From this combined report you are given a credit score from 300 – 900, and this score represents your credit worthiness when you apply for credit.
Ideally you want a score above 680 to qualify for credit and receive favorable rates.
These are the 5 main variables that factor into your credit score and how they are weighted:
1. Payment History (35%)
How timely you pay your bills is the biggest factor that affect your credit score. The number of late payments on your credit facilities are all recorded on your credit report. Make sure you pay at least your minimum monthly payments.
2. Utilization (30%)
Utilization is how much your credit balance is relative to your credit limit. For example if you have a $1000.00 credit card and you owe $900.00, you are at 90% utilization. This high utilization would have a negative effect on your credit. Ideally you want to be below 50%. If you have other credit facilities, you would be better off spreading the balance between them.
3. History (15%) –
It helps your credit score to have more established credit facilities. Having ‘older’ accounts is better for your score. Therefore it is not advisable for you to keep opening and closing accounts.
4. New Credit (10%)
Applying for credit can have a negative impact on your score if you do it too often. This can be looked upon as you are a ‘credit seeker’. Please note there is a difference between a ‘soft’ and a ‘hard’ inquiry.

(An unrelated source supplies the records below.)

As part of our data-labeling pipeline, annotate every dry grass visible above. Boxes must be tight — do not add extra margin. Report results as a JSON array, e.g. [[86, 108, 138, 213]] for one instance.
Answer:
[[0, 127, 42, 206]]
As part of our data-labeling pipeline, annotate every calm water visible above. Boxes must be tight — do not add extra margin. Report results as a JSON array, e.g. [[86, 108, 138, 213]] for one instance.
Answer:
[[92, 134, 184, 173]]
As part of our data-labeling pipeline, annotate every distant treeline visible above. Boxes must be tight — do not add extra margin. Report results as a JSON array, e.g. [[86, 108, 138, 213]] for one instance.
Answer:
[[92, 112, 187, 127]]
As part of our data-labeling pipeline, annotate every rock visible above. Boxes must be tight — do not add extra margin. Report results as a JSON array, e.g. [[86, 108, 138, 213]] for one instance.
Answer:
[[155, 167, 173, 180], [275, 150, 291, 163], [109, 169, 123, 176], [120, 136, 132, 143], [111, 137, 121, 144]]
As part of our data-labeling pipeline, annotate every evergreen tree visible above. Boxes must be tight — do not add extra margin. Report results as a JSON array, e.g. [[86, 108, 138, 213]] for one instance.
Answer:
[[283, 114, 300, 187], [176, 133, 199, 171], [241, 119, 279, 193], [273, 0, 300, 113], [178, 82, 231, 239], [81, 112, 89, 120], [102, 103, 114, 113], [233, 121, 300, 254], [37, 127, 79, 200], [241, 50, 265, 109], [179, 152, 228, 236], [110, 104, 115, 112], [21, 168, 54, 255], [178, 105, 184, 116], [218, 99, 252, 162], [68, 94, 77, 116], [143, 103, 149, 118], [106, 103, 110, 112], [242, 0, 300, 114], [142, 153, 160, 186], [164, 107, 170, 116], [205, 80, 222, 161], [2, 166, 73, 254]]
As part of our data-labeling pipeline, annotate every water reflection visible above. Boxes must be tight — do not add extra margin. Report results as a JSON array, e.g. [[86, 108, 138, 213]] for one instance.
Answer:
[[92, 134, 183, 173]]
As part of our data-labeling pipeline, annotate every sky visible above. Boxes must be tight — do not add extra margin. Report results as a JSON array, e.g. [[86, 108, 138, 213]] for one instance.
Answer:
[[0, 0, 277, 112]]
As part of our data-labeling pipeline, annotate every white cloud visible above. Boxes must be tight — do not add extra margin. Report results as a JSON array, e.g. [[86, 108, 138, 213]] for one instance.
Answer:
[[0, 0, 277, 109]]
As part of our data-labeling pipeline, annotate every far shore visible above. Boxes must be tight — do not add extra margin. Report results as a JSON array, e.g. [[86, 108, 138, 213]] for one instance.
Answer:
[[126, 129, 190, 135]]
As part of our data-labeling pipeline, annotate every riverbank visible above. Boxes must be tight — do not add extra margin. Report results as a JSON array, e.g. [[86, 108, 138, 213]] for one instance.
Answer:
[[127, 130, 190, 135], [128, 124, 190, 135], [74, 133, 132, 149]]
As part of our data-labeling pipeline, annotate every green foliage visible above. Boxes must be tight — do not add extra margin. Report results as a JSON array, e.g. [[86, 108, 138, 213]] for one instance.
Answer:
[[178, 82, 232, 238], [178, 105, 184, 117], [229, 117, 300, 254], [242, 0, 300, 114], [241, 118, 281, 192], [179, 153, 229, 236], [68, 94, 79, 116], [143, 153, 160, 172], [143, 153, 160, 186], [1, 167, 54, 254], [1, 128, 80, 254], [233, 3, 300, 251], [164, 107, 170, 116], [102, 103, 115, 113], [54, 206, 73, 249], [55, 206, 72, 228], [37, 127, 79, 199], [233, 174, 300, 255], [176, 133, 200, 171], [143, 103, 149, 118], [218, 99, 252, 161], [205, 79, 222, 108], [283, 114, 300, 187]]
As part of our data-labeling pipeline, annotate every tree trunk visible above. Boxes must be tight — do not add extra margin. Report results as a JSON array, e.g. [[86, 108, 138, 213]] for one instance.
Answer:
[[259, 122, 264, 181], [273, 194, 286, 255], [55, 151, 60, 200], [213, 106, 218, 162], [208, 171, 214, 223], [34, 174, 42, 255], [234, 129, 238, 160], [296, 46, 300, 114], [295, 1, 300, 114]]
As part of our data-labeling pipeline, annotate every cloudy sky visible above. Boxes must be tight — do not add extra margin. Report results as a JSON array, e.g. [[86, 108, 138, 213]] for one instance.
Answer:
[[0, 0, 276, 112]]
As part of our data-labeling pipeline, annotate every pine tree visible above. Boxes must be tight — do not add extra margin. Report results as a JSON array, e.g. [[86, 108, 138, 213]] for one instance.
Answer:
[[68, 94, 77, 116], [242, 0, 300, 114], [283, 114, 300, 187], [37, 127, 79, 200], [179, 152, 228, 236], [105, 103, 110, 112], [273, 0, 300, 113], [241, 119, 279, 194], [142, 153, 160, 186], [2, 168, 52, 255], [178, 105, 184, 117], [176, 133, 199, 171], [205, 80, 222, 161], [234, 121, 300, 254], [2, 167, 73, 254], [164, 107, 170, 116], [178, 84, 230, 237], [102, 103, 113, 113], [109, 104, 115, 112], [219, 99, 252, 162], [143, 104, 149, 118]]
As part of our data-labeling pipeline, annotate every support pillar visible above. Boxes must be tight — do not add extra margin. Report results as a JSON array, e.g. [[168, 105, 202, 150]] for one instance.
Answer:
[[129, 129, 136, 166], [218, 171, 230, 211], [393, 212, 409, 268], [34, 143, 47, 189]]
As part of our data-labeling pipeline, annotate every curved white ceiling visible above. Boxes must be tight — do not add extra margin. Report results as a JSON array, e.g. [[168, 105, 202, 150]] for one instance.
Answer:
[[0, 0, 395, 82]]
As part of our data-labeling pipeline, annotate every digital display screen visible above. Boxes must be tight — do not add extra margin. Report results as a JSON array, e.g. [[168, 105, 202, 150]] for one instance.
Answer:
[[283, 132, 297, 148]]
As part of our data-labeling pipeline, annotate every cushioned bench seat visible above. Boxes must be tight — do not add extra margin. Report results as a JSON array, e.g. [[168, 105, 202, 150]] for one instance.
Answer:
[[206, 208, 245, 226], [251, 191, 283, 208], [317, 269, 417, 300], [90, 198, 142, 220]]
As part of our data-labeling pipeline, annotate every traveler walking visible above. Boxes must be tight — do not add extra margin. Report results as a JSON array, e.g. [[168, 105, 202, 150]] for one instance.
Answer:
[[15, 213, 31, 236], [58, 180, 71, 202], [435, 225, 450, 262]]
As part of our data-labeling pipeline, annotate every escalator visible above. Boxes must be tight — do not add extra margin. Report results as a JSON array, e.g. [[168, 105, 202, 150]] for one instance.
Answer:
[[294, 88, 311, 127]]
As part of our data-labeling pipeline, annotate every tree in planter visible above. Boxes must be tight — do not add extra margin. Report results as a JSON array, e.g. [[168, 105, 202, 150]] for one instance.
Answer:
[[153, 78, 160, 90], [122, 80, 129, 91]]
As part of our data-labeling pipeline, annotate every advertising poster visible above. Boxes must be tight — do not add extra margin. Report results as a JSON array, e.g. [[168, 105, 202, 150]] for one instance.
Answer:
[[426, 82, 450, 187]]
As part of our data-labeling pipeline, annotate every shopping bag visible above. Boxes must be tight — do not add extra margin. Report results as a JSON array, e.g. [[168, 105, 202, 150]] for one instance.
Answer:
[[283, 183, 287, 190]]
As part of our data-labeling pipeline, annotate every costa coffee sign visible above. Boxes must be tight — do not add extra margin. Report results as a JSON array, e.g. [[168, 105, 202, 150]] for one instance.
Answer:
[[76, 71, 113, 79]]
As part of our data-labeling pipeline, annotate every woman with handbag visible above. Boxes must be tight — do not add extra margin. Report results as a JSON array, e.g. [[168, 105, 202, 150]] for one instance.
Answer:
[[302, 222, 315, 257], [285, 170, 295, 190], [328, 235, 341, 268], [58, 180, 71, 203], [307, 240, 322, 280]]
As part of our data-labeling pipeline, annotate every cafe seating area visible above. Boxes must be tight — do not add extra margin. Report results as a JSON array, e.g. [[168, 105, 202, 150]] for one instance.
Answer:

Inquiries that do not lead to credit being extended are ‘soft’ inquiries and do not affect your credit score. An example of this would be your utility company obtaining a credit score to open a new account. ‘Hard’ inquiry examples are credit, loan and mortgage applications.
5. Credit Mix (10%)
Having different types of credit facilities help build your credit score, as it demonstrates how you handle different types of credit.
Two main types of credit accounts:
i) Revolving – Minimum payment is based on the balance and as you pay down the balance, the credit becomes available for you to use again.
ie. credit cards and lines of credit
ii) Installment – There is a fixed payment and when you pay down the balance you cannot use the credit again.
ie. Car loans and student loans
These are the main variables that influence your credit score. Employment status, income, bank account balances and your overall net worth may affect your credit approval but they do not directly affect your score.